La Commission européenne a proposé ce mercredi la création d’un certificat de filiation qui oblige tous les Etats à reconnaître les familles homoparentales. Les discussions promettent d’être ardues pour obtenir l’unanimité des Vingt-Sept.

« Si vous êtes parent dans un pays, vous êtes parent dans chaque pays ». En septembre 2020, la présidente de la Commission européenne, Ursula von der Leyen, avançait déjà ce mantra devant les eurodéputés. Elle prend un peu plus corps ce mercredi : la Commission a annoncé qu’elle travaillait à la création d’un « certificat européen de filiation » pour protéger les enfants des familles homoparentales, confirmant une information du magazine Têtu.

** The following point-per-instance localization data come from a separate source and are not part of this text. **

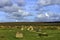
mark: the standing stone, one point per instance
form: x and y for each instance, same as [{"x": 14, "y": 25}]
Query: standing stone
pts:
[{"x": 30, "y": 28}]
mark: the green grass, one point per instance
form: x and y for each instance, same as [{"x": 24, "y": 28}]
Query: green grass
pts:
[{"x": 5, "y": 34}]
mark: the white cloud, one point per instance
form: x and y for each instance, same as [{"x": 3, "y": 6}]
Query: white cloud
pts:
[
  {"x": 5, "y": 3},
  {"x": 47, "y": 16},
  {"x": 20, "y": 2},
  {"x": 48, "y": 2}
]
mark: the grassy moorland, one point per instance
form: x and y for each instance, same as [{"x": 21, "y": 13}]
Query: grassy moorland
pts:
[
  {"x": 8, "y": 31},
  {"x": 9, "y": 34}
]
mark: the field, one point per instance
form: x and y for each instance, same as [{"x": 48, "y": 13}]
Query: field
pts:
[{"x": 10, "y": 34}]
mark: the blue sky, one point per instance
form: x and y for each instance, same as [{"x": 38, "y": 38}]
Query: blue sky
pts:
[{"x": 29, "y": 11}]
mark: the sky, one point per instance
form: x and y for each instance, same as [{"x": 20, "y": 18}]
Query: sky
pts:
[{"x": 29, "y": 10}]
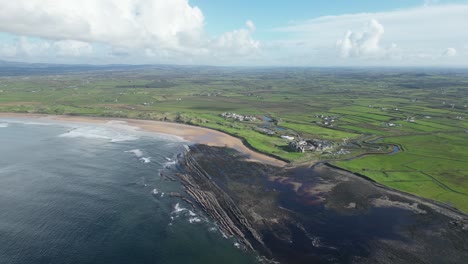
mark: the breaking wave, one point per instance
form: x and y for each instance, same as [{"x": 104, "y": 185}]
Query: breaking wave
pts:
[
  {"x": 138, "y": 153},
  {"x": 103, "y": 133}
]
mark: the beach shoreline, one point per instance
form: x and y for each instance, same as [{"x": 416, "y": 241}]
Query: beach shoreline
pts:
[{"x": 194, "y": 134}]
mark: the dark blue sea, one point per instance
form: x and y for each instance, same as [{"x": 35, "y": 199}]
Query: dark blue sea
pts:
[{"x": 93, "y": 193}]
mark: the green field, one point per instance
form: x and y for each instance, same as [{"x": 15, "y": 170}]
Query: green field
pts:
[{"x": 422, "y": 111}]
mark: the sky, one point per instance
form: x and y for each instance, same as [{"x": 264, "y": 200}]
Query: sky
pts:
[{"x": 318, "y": 33}]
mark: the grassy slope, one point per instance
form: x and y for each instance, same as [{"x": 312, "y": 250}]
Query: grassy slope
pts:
[{"x": 433, "y": 165}]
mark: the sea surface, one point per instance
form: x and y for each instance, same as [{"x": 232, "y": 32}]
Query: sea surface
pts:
[{"x": 93, "y": 193}]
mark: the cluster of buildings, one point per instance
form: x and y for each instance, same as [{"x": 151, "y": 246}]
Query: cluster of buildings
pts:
[
  {"x": 327, "y": 120},
  {"x": 238, "y": 117},
  {"x": 302, "y": 145}
]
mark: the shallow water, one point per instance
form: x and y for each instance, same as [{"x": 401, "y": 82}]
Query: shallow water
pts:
[{"x": 77, "y": 193}]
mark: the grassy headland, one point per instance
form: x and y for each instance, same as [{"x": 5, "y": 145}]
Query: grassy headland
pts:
[{"x": 424, "y": 112}]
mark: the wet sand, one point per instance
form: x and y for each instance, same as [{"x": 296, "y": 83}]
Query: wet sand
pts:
[{"x": 193, "y": 134}]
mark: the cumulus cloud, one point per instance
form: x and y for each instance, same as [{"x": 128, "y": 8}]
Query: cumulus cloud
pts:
[
  {"x": 366, "y": 43},
  {"x": 132, "y": 23},
  {"x": 450, "y": 52},
  {"x": 421, "y": 34},
  {"x": 158, "y": 29},
  {"x": 239, "y": 42},
  {"x": 27, "y": 47}
]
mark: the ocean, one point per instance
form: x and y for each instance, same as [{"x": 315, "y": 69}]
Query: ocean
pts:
[{"x": 95, "y": 193}]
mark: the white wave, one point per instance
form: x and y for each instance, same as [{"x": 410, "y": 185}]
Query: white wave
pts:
[
  {"x": 194, "y": 220},
  {"x": 145, "y": 160},
  {"x": 178, "y": 209},
  {"x": 169, "y": 163},
  {"x": 28, "y": 123},
  {"x": 99, "y": 132},
  {"x": 138, "y": 153},
  {"x": 316, "y": 242}
]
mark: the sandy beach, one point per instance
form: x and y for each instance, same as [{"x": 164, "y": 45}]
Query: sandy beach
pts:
[{"x": 193, "y": 134}]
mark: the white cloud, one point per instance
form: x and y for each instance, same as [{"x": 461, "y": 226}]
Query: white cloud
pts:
[
  {"x": 153, "y": 29},
  {"x": 365, "y": 44},
  {"x": 238, "y": 42},
  {"x": 450, "y": 52},
  {"x": 129, "y": 23},
  {"x": 414, "y": 36},
  {"x": 72, "y": 48},
  {"x": 250, "y": 25}
]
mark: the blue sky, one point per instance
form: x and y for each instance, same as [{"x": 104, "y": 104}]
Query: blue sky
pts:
[
  {"x": 258, "y": 33},
  {"x": 267, "y": 14}
]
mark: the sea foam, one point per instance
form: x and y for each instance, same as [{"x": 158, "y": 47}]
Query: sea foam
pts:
[
  {"x": 103, "y": 133},
  {"x": 138, "y": 153}
]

Ce certificat obligerait chaque pays de l’Union européenne (UE) à reconnaître les droits de filiation déjà accordés dans un autre Etat membre. Les enfants ou leurs parents « pourraient demander ce certificat à l’État membre qui a établi la filiation et l’utiliser pour prouver leur relation dans tous les autres États membres », et « la filiation établie dans un État membre devrait être reconnue dans tous les autres sans procédure spéciale », souligne Bruxelles.

Au-delà de la libre circulation, le texte proposé permettrait aux enfants, où qu’ils se trouvent dans l’UE, « de bénéficier des droits qui découlent de la filiation dans des domaines tels que les successions, les obligations alimentaires, le droit de garde ou le droit des parents d’agir comme représentants légaux pour les questions scolaires ou médicales », précise la Commission dans un communiqué.

La Pologne et la Hongrie en ligne de mire

« Actuellement, les législations nationales varient selon les Etats membres », en particulier concernant les droits des familles homoparentales, « ce qui peut créer des obstacles juridiques obligeant parfois les familles à engager des procédures administratives voire judiciaires pour obtenir la reconnaissance de la filiation, procédures longues et coûteuses à l’issue incertaine », déplore l’exécutif européen. La proposition semble tout droit viser les pays membres extrêmement réticents sur les droits LGBT +, Hongrie et Pologne en tête.

La création d’un tel certificat fait aussi écho à l’histoire de la petite Sara, fille d’un couple lesbien née en Espagne en 2019. La Bulgarie avait refusé de délivrer un certificat de naissance à l’enfant - dont l’une des mères est bulgare - car le pays ne reconnaît pas les mariages homosexuels et le lien de filiation que cela pourrait créer. L’affaire avait été portée jusqu’à la Cour de justice de l’Union européenne (CJUE), qui avait finalement tranché en décembre 2021 en faveur des deux mères. La cour avait statué que si les Etats membres ne peuvent être contraints à reconnaître légalement les couples de même sexe et leur parentalité, ils doivent respecter les droits des couples et de leurs enfants en vertu du droit de l’UE. Même si cela implique reconnaître les familles homosexuelles. L’affaire de « Baby Sara », nom donné à l’arrêt de la CJUE, reste toutefois bloquée en Bulgarie en attendant un arrêt de la cour suprême.

La création du certificat de filiation risque donc de ne pas faire l’unanimité au sein des Vingt-Sept. Pour être adoptée, la proposition devra être discutée par les eurodéputés et validée par tous les Etats membres. « Nous ne voulons pas changer la compétence nationale, il ne s’agit pas de changer la façon de définir ce qui constitue une famille » ou « la définition de l’adoption », mais « de protéger les droits de l’enfant », a plaidé le commissaire à la Justice Didier Reynders. Si l’unanimité ne peut être obtenue, Bruxelles cherchera à « renforcer les coopérations » entre Etats, a-t-il ajouté.